Shane walked over to me with his guitar. "This one's for you, Mitch." He walked over to center stage and started playing.

_Broken hearts and last goodbyes_  
_Restless nights by lullabies helps make this pain go away_  
_I realize I let you down, told you that I'd be around_  
_Building up the strength just to say_

_I'm sorry for breaking all the promises_  
_That I wasn't around to keep_  
_You told me this time is the last time_  
_That I will ever beg you to stay_  
_But you're already on your way_

_Filled with sorrow, filled with pain_  
_Knowing that I am to blame for leaving your heart out in the rain_  
_And I know you're going to walk away_  
_Leave me with the price to pay, before you go I wanted to say_

_That I'm sorry for breaking all the promises_  
_That I wasn't around to keep_  
_You told me this time is the last time_  
_I will ever beg you to stay_  
_But you're already on your way_

_I can't make it alive on my own_  
_But if you have to go then please girl just leave me alone_  
_'Cause I don't wanna see you and me going our separate ways_  
_Begging you to stay if it isn't too late_

_I'm sorry for breaking all the promises_  
_That I wasn't around to keep_  
_It's all of me, this time is the last time_  
_I will ever beg you to stay_  
_But you're already on your way_  
_But you're already on your way_

He finished his song, but he didn't move. "I made a mistake Mitchie. I should never have let you walk away. I should've manned up and accepted the fact that there was going to be pressure in our relationship. Not from you, but from others. But if I had just told you how I really felt, you'd understand. Mitchie Torres, I am in love with you. I fell in love with you too. I couldn't bare to hurt you, Mitchie. If I hurt you, I would've hurt myself. But then I let you walk away, and I ended up hurting you more. I love you so much. These months without you have been miserable. I was so dumb. I only started dating Tess to try and get over you. I never liked her that much. She just drove me places. You're it Mitchie. You're the one. And I was so stupid to not see that. Can't you see? You're so beautiful without me. You're stunning, inside and out. You are honestly the most amazing human being I have met. So please, forgive me. Because I don't think I can live without you anymore," he said, hurt on his face.

Did I mention the whole school was here? Yeah, they are. Everyone was completely silent. Tears were streaming down my face again. I smiled hugely. He was being sincere. I got up, ignoring everyone else, and walked over to him. "I forgive you, Shane," I said. He said his guitar down and pulled me into a hug, rubbing my back. Shivers went up my spine. "I love you Mitch," he murmured into my head. I smiled. "I love you too," I said. He moved one of his arms to my lower back and the other one to my chin, tilting it up towards him. He looked at me, smiling, and pressed his lips to mine. It was soft, gentle even. I put my arms around his neck, and he moved his to my waist. We pulled away, his forehead on mine. "Will you be my girlfriend?" he asked, smiling goofily. I giggled. "Yes." We hugged again. The whole crowd was clapping. It was slightly embarrassing. "Well, that was surprising. Now let's get going!" Brown said happily. Shane led me back to my chair and walked off, smiling.

**_A few hours later_**

Music was blaring from the school gym's speakers. We were at the reception for the new music kids. Everyone was having fun, jamming out to the music playing and dancing ridiculously. Shane was doing some kind of sprinkler type move, and I was cracking up. After a while, he took my hand and led me over to the side of the gym. "Have I told you how amazing you look tonight?" he asked. I smiled. "No, you haven't," I said, blushing. "Well you're beautiful," he said while grabbing my waist, pulling me closer to him. I kissed him. We hung out on the side for a while, talking and occasionally kissing. Then our song came blaring from the speakers.

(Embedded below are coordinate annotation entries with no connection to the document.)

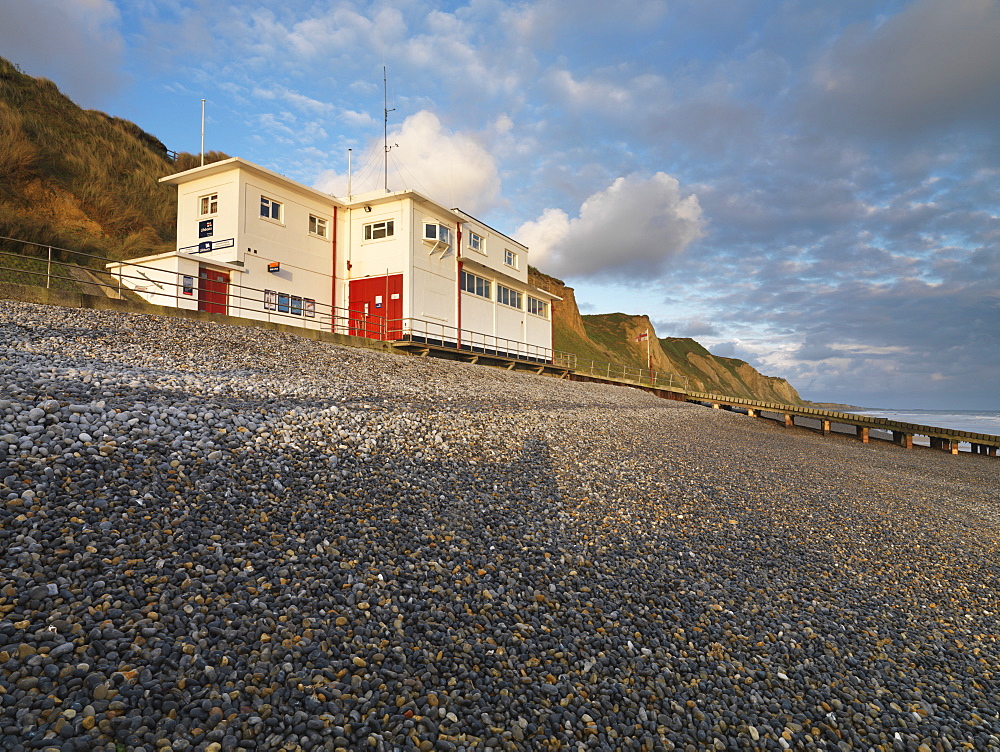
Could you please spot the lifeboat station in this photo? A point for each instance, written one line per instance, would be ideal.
(394, 266)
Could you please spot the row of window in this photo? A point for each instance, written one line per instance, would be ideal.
(438, 234)
(473, 283)
(269, 209)
(282, 302)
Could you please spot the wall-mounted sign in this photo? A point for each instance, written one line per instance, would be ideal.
(209, 245)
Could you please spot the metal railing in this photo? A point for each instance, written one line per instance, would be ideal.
(254, 303)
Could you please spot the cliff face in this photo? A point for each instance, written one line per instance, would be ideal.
(611, 337)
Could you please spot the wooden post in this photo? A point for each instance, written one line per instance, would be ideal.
(904, 440)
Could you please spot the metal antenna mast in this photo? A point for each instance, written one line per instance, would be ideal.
(385, 129)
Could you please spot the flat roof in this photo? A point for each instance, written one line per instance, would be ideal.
(216, 168)
(491, 229)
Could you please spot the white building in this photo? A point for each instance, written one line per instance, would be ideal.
(394, 266)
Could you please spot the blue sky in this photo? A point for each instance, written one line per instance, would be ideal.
(812, 187)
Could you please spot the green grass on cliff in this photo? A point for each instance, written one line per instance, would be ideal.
(79, 178)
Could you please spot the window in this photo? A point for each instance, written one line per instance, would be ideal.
(476, 285)
(317, 226)
(438, 237)
(270, 209)
(508, 297)
(209, 204)
(379, 230)
(538, 307)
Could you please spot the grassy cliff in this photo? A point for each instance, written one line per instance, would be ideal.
(611, 337)
(79, 178)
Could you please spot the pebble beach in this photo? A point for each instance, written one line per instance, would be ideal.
(222, 538)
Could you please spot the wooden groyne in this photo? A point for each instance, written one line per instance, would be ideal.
(900, 433)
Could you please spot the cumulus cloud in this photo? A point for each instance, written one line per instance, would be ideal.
(451, 168)
(76, 42)
(627, 231)
(935, 63)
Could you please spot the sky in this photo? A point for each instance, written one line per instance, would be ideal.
(813, 187)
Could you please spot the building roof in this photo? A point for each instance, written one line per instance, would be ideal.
(470, 218)
(217, 168)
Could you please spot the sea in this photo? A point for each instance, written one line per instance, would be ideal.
(974, 421)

_What day is it? And in what month?  
This clock never seemed so alive  
I can't keep up and I can't back down  
I've been losing so much time  
_

"Well hey, I believe that's our song," he said. He got up and took my hand. "Shall we?" he asked. I giggled and nodded. "Let's go," I said. We went back to the dance floor in standard slow dance position. We swayed along to the music, smiling like idiots. "I love you, Mitchie," he said. "I love you too, Shane." Everything was perfect. He was perfect.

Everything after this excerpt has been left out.